On April 12th, the Irish High Court elevated a series of questions to the European Court of Justice (ECJ, the Supreme Court of the European Union) regarding the validity of key legal instruments used by American tech companies to process Europeans’ personal data. Judge Caroline Costello of the Irish High Court is concerned about the national surveillance practices of the United States and the level of privacy rights observed there.
The ECJ’s answers to these questions will probably disrupt transatlantic data flows in the near future, oblige American companies to re-evaluate their international data transfer practices if they wish to participate in the European market, and manifest (once again) that the U.S. needs to radically reform its approach to privacy protection. It has become increasingly obvious that passing privacy legislation in America is not only the right thing to do, but is also the business-smart thing to do.
The Significance
The Irish High Court questions to the ECJ deal with three very important issues. First, the validity of Privacy Shield itself. Privacy Shield is a legal scheme that allows American companies to transfer personal data from the European Union to the United States. The European Commission has always considered the American privacy framework as not equivalent to European protections and therefore not immediately adequate for data transfers. However, because blocking data transfers between the EU and the U.S. would be highly disruptive for social and economic reasons, the EU and the U.S. have until now found ways to accommodate each other. Privacy Shield now, like Safe Harbor before, is essentially an accommodation mechanism between two very different privacy approaches. The U.S. government promises to protect Europeans’ personal data by making some tweaks to its privacy and surveillance framework, and the EU allows transatlantic data flows. Most tech companies participate in Privacy Shield.
It is very unlikely that the ECJ will be able to pretend that Privacy Shield solved the problems previously identified by the same ECJ when it declared Safe Harbor invalid after discovering the U.S. National Security Agency surveillance apparatus. Therefore, it is very likely that Privacy Shield will be declared invalid.

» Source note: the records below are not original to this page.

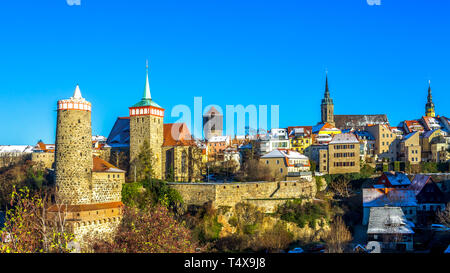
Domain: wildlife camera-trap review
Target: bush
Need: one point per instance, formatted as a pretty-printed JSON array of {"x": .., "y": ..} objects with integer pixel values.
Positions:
[
  {"x": 152, "y": 230},
  {"x": 307, "y": 214}
]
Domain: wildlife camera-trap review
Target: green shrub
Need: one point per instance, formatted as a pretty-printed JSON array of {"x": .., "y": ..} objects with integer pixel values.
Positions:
[{"x": 306, "y": 214}]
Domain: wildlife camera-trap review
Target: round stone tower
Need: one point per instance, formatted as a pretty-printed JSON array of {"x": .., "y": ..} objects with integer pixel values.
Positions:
[{"x": 73, "y": 155}]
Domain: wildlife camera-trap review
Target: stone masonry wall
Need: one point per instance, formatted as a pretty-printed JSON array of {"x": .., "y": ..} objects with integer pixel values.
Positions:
[
  {"x": 267, "y": 195},
  {"x": 73, "y": 156},
  {"x": 148, "y": 128},
  {"x": 107, "y": 187},
  {"x": 45, "y": 160},
  {"x": 102, "y": 228}
]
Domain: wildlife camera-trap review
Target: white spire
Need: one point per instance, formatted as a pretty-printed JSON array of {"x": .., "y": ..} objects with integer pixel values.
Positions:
[
  {"x": 147, "y": 94},
  {"x": 77, "y": 93}
]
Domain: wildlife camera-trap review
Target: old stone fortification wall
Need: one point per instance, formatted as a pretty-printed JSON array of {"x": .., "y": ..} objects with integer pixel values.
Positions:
[
  {"x": 266, "y": 195},
  {"x": 45, "y": 160},
  {"x": 107, "y": 187},
  {"x": 103, "y": 153},
  {"x": 147, "y": 128},
  {"x": 84, "y": 231},
  {"x": 73, "y": 157}
]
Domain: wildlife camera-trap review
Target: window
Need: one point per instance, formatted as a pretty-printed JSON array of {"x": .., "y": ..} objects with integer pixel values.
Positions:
[{"x": 183, "y": 162}]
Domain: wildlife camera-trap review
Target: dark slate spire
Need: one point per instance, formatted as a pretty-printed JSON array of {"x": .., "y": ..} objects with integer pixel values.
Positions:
[
  {"x": 430, "y": 98},
  {"x": 429, "y": 107},
  {"x": 327, "y": 98}
]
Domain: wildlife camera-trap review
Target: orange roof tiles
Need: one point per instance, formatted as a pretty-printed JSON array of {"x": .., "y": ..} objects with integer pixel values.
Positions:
[{"x": 177, "y": 134}]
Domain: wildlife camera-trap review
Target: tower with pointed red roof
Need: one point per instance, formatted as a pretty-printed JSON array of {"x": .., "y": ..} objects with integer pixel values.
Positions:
[
  {"x": 327, "y": 106},
  {"x": 146, "y": 124},
  {"x": 88, "y": 189},
  {"x": 429, "y": 107},
  {"x": 73, "y": 155}
]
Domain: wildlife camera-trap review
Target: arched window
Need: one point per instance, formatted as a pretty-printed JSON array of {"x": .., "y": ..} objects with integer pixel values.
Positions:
[{"x": 183, "y": 162}]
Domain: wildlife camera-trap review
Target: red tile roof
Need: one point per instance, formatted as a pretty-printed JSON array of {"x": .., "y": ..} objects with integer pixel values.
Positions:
[
  {"x": 100, "y": 165},
  {"x": 177, "y": 134}
]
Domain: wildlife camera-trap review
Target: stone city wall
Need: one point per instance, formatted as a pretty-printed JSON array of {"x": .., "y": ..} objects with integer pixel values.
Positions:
[
  {"x": 45, "y": 160},
  {"x": 107, "y": 187},
  {"x": 267, "y": 195}
]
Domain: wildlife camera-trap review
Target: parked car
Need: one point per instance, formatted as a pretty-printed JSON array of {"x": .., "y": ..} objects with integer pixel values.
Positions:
[
  {"x": 317, "y": 248},
  {"x": 438, "y": 227},
  {"x": 296, "y": 250}
]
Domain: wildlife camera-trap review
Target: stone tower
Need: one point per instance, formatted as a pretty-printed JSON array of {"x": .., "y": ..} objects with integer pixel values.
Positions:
[
  {"x": 73, "y": 154},
  {"x": 146, "y": 123},
  {"x": 327, "y": 106},
  {"x": 429, "y": 107},
  {"x": 212, "y": 123}
]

The second issue is the validity of the specific legal instrument that many companies use to transfer data to the U.S., the Standard Contractual Clauses (SCCs). SCCs are model contractual clauses approved by the European Commission (the closest equivalent to an executive power that the the EU has) as providing “adequate” safeguards to allow the transfer of Europeans’ personal data outside the EU to a country without an “adequate” level of personal data protection, like the U.S. Google, Facebook, and others use SCCs.
SSCs also look fragile. Judge Costello finds that there are “well-founded” grounds for believing SSCs are not an adequate instrument for protecting European privacy rights. If the ECJ declares Privacy Shield invalid, it would be logical for the ECJ to also declare the SSCs invalid.

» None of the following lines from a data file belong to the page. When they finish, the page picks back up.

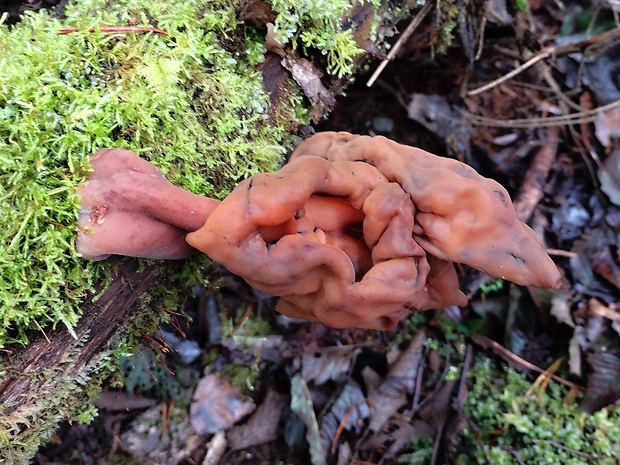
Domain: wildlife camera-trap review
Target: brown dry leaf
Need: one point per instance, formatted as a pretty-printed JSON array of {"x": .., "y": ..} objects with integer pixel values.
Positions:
[
  {"x": 262, "y": 426},
  {"x": 327, "y": 364},
  {"x": 603, "y": 386},
  {"x": 217, "y": 406},
  {"x": 346, "y": 413},
  {"x": 399, "y": 384},
  {"x": 609, "y": 176},
  {"x": 309, "y": 77}
]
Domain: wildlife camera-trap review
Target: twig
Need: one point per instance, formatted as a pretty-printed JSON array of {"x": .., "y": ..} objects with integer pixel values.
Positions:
[
  {"x": 415, "y": 22},
  {"x": 553, "y": 50},
  {"x": 532, "y": 188},
  {"x": 510, "y": 357},
  {"x": 586, "y": 116},
  {"x": 568, "y": 449},
  {"x": 113, "y": 30},
  {"x": 478, "y": 435}
]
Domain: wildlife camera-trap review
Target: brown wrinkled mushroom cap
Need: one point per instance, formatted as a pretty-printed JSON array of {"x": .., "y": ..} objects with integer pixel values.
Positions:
[
  {"x": 461, "y": 216},
  {"x": 270, "y": 231},
  {"x": 130, "y": 208},
  {"x": 297, "y": 233}
]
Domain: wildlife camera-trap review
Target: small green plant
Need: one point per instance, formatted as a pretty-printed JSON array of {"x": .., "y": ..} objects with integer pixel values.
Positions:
[
  {"x": 517, "y": 428},
  {"x": 183, "y": 101},
  {"x": 316, "y": 24}
]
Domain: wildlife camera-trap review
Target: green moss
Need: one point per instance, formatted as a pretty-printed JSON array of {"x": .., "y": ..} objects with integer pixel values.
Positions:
[
  {"x": 316, "y": 24},
  {"x": 541, "y": 429},
  {"x": 183, "y": 100}
]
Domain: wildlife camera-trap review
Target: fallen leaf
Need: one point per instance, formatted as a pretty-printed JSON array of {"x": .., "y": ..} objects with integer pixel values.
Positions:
[
  {"x": 217, "y": 406},
  {"x": 398, "y": 385},
  {"x": 262, "y": 426}
]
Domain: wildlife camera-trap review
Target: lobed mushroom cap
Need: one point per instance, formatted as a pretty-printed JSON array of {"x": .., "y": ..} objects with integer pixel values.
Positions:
[
  {"x": 356, "y": 231},
  {"x": 461, "y": 216},
  {"x": 297, "y": 234}
]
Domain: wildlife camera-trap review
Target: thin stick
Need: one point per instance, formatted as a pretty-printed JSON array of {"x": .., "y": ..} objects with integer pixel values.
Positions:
[
  {"x": 599, "y": 40},
  {"x": 511, "y": 357},
  {"x": 585, "y": 116},
  {"x": 415, "y": 22},
  {"x": 113, "y": 30}
]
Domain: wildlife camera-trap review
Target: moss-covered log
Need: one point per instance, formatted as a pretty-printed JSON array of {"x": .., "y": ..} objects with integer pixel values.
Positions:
[{"x": 213, "y": 98}]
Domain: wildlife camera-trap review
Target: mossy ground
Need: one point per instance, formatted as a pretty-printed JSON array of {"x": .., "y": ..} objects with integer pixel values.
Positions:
[
  {"x": 191, "y": 101},
  {"x": 183, "y": 101}
]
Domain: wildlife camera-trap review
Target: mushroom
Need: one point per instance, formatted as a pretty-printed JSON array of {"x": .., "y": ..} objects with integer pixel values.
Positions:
[
  {"x": 353, "y": 231},
  {"x": 130, "y": 208}
]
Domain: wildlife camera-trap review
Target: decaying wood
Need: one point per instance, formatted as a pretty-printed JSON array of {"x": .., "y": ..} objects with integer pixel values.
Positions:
[
  {"x": 43, "y": 383},
  {"x": 101, "y": 321}
]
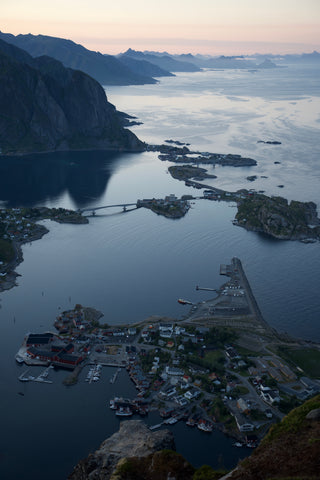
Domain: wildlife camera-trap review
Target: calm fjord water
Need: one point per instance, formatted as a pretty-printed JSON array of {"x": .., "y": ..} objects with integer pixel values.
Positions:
[{"x": 135, "y": 264}]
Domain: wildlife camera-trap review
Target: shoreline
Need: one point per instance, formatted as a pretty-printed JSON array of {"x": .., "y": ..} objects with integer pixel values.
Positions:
[{"x": 63, "y": 216}]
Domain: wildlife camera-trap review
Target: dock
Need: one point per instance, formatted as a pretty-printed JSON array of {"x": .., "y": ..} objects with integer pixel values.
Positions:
[{"x": 115, "y": 375}]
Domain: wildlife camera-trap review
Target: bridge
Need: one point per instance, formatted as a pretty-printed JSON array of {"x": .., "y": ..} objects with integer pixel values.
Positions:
[{"x": 93, "y": 209}]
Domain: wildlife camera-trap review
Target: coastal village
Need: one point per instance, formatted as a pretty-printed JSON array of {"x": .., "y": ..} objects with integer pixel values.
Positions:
[{"x": 220, "y": 367}]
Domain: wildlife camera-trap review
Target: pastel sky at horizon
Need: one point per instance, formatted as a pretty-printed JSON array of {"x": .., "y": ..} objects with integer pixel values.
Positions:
[{"x": 179, "y": 26}]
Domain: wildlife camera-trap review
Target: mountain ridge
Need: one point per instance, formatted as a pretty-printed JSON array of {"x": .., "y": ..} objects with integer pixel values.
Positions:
[{"x": 47, "y": 107}]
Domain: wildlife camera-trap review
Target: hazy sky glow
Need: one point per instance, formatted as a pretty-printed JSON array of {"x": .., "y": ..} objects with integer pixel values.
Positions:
[{"x": 196, "y": 26}]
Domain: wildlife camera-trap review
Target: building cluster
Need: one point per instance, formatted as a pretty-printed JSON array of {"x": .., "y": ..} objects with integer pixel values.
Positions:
[
  {"x": 48, "y": 348},
  {"x": 15, "y": 225},
  {"x": 170, "y": 205}
]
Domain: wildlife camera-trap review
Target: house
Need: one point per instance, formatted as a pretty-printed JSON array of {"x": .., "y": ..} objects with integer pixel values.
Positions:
[
  {"x": 166, "y": 326},
  {"x": 174, "y": 371},
  {"x": 132, "y": 331},
  {"x": 243, "y": 406},
  {"x": 192, "y": 393},
  {"x": 242, "y": 423},
  {"x": 270, "y": 396},
  {"x": 166, "y": 333},
  {"x": 39, "y": 339}
]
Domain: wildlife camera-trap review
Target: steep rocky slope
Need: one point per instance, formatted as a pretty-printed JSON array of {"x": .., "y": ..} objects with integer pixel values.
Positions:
[
  {"x": 46, "y": 107},
  {"x": 134, "y": 453},
  {"x": 106, "y": 69},
  {"x": 290, "y": 451}
]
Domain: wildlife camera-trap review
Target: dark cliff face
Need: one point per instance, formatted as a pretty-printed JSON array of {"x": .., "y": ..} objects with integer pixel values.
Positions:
[
  {"x": 46, "y": 107},
  {"x": 106, "y": 69}
]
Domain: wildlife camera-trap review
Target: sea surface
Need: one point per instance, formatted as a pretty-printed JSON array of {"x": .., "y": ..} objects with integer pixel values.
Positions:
[{"x": 132, "y": 265}]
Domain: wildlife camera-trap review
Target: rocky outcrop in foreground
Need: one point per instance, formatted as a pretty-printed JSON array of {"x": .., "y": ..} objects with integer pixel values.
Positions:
[
  {"x": 47, "y": 107},
  {"x": 133, "y": 448},
  {"x": 290, "y": 451},
  {"x": 276, "y": 217}
]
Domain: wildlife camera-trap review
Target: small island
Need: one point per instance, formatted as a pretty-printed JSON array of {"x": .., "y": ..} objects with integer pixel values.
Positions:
[
  {"x": 19, "y": 226},
  {"x": 185, "y": 172},
  {"x": 173, "y": 153},
  {"x": 169, "y": 207},
  {"x": 278, "y": 218}
]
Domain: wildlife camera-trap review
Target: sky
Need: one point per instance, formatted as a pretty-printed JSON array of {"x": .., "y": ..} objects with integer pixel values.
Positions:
[{"x": 212, "y": 27}]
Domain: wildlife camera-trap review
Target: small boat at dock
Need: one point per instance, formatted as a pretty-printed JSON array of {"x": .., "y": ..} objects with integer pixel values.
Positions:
[{"x": 124, "y": 412}]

Third, the ECJ is also asked to decide the extent of a national or subnational European Data Protection Authority power to suspend data flows if it believes a third country is subject to surveillance laws which conflict with EU law. Depending on the ruling of the ECJ, tech companies might be exposed to the enforcement of privacy laws of the most stringent European Data Protection Authorities regardless of the location of their headquarters. This might be problematic for U.S. companies, since it might expose them to a fragmentation of the enforcement of EU privacy rules.
While a priori it might seem that such a ruling would conflict with the one stop shop principle of the General Data Protection Regulation (GDPR), considering the EU has no national security competences, it could be logical for the ECJ to determine that it is within the mandate of national Data Protection Authorities to suspend data flows to third countries with surveillance laws contrary to EU law.
Conclusion
This may be bad news for the American private sector. Europe is the second most important market for most American tech companies. Transatlantic data flows are vital for many organizations.
These developments also reveal that patching the American privacy framework as it breaks is fraught with dangers. The Safe Harbor agreement lasted 15 years, from 2000 to 2015. Privacy Shield is less than two years old and it’s already seriously problematic.
Businesses prefer regulatory clarity. For that, and to protect the rights of American consumers, we need legislation. Congress can best defend the American economy from the disruption of interrupted data flows across the Atlantic by passing comprehensive privacy legislation that offers adequate protection to the personal data of Americans, and also the personal data of foreigners being processed in the U.S. Inaction in privacy protection has become a liability that endangers everyone, including American businesses.